ECLI:NL:RBDHA:2025:1490
Rechtbank Den Haag
- Eerste aanleg - enkelvoudig
- I.A.M. van Boetzelaer-Gulyas
- Rechtspraak.nl
Beoordeling van het beroep tegen het niet in behandeling nemen van een asielaanvraag op basis van de Dublinverordening
In deze uitspraak van de Rechtbank Den Haag op 24 januari 2025, wordt het beroep van eiser tegen het niet in behandeling nemen van zijn aanvraag voor een verblijfsvergunning asiel voor bepaalde tijd beoordeeld. De minister van Asiel en Migratie heeft de aanvraag op 18 december 2024 niet in behandeling genomen, omdat Kroatië verantwoordelijk is voor de aanvraag. De rechtbank heeft besloten geen zitting te houden, omdat partijen daarmee instemden, en heeft het onderzoek gesloten.
De rechtbank onderzoekt de beroepsgronden van eiser, die aanvoert dat hij in Kroatië te maken heeft gehad met mishandelingen en bedreigingen door de autoriteiten, en dat hij vreest voor een herhaling van deze gebeurtenissen bij terugkeer. De rechtbank legt uit dat de Europese Unie regelgeving heeft over het in behandeling nemen van asielaanvragen, vastgelegd in de Dublinverordening. Volgens deze verordening mag de minister een aanvraag niet in behandeling nemen als een andere lidstaat verantwoordelijk is.

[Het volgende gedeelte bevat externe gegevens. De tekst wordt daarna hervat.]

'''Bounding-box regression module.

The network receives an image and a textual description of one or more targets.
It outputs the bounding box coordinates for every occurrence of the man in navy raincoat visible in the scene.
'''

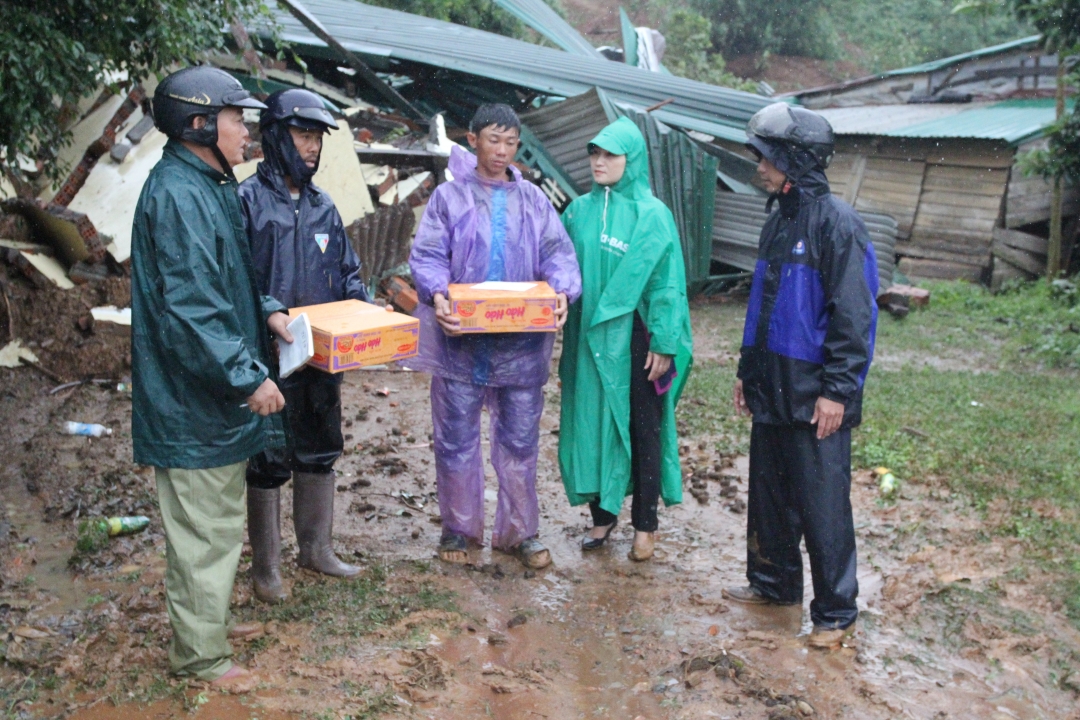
[725,103,878,648]
[240,89,368,602]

De rechtbank concludeert dat de minister terecht heeft aangenomen dat Kroatië verantwoordelijk is voor de behandeling van de asielaanvraag. Eiser heeft niet voldoende bewijs geleverd dat er in Kroatië sprake is van een onveilige situatie die in strijd is met artikel 3 van het EVRM. De rechtbank verklaart het beroep ongegrond, wat betekent dat het niet in behandeling nemen van de aanvraag in stand blijft. Eiser krijgt geen proceskostenvergoeding. De uitspraak is openbaar gemaakt en partijen kunnen binnen een week hoger beroep aantekenen bij de Afdeling bestuursrechtspraak van de Raad van State.